In the early hours of January 5, the Mexican government scored a triumph in its hitherto unsuccessful war against drug trafficking with the arrest of Ovidio Guzmán, one of the sons of the legendary Joaquín el ‘Chapo’ Guzmán. The operation, carried out in Culiacán, Sinaloa, did not lack its dose of violence: it left 29 dead (including 10 soldiers) and a city besieged for hours by drug traffickers. But, finally, it was successful and it corresponds to the president Andrés Manuel López Obrador (Amlo) as a ‘gift’ for the meeting he had three days later with his American counterpart, Joe Biden.

Biden has introduced fentanyl to the multilateral agenda between the US, Canada and Mexico.

The president of the United States made his first visit to Mexican territory in the context of the summit of the three North American countries, in which Amlo hosted Biden and Canadian Prime Minister Justin Trudeau.
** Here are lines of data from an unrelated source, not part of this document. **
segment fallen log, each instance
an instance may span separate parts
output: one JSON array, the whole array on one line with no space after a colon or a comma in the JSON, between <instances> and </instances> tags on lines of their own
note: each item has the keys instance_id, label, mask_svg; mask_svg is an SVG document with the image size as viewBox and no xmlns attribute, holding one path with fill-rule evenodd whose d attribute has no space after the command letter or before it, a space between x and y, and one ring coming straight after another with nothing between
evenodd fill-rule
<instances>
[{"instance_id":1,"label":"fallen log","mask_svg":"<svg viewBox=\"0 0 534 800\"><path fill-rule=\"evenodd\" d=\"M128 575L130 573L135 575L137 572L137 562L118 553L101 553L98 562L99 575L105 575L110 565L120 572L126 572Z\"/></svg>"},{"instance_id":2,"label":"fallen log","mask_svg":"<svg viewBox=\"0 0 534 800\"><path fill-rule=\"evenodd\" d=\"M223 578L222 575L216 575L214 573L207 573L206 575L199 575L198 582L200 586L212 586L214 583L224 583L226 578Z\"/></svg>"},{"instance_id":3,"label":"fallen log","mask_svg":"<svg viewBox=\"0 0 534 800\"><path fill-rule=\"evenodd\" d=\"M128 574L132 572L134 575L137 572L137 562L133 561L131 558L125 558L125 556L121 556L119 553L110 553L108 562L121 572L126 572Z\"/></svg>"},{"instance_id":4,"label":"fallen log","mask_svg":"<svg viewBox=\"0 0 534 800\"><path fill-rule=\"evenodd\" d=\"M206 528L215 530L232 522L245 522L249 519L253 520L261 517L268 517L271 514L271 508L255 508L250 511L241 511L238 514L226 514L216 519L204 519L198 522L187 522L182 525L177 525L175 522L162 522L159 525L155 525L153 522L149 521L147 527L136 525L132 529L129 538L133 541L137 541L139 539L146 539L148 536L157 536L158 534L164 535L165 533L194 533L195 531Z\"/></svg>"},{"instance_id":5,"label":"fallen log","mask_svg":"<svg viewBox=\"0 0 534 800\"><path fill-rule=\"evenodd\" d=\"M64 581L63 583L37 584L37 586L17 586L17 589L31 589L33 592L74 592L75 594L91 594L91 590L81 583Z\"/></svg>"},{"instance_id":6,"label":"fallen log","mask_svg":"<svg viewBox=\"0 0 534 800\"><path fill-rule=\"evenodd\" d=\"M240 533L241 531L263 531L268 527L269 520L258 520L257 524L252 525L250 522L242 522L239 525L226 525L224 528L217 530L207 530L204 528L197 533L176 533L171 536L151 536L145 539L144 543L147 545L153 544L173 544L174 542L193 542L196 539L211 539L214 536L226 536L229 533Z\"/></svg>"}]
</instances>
There, to the usual topics (migration, trade and regional policy) Another concern was added because it has generated an epidemic of deaths in the United States: fentanyl. It is a synthetic drug produced – among others – by the Sinaloa cartel, whose faction ‘Los Menores’ was led by Ovidio, known as the ‘Mouse’.

What caused this relatively new topic to climb that way on the agenda of the meeting of the three friends? One reason only: the extreme lethality of the substance. In his bilateral talk with Amlo, Biden – already with the son of ‘El Chapo’ behind bars – cleanly called for “joint action to address the fentanyl plague that has killed more than 100,000 Americans”.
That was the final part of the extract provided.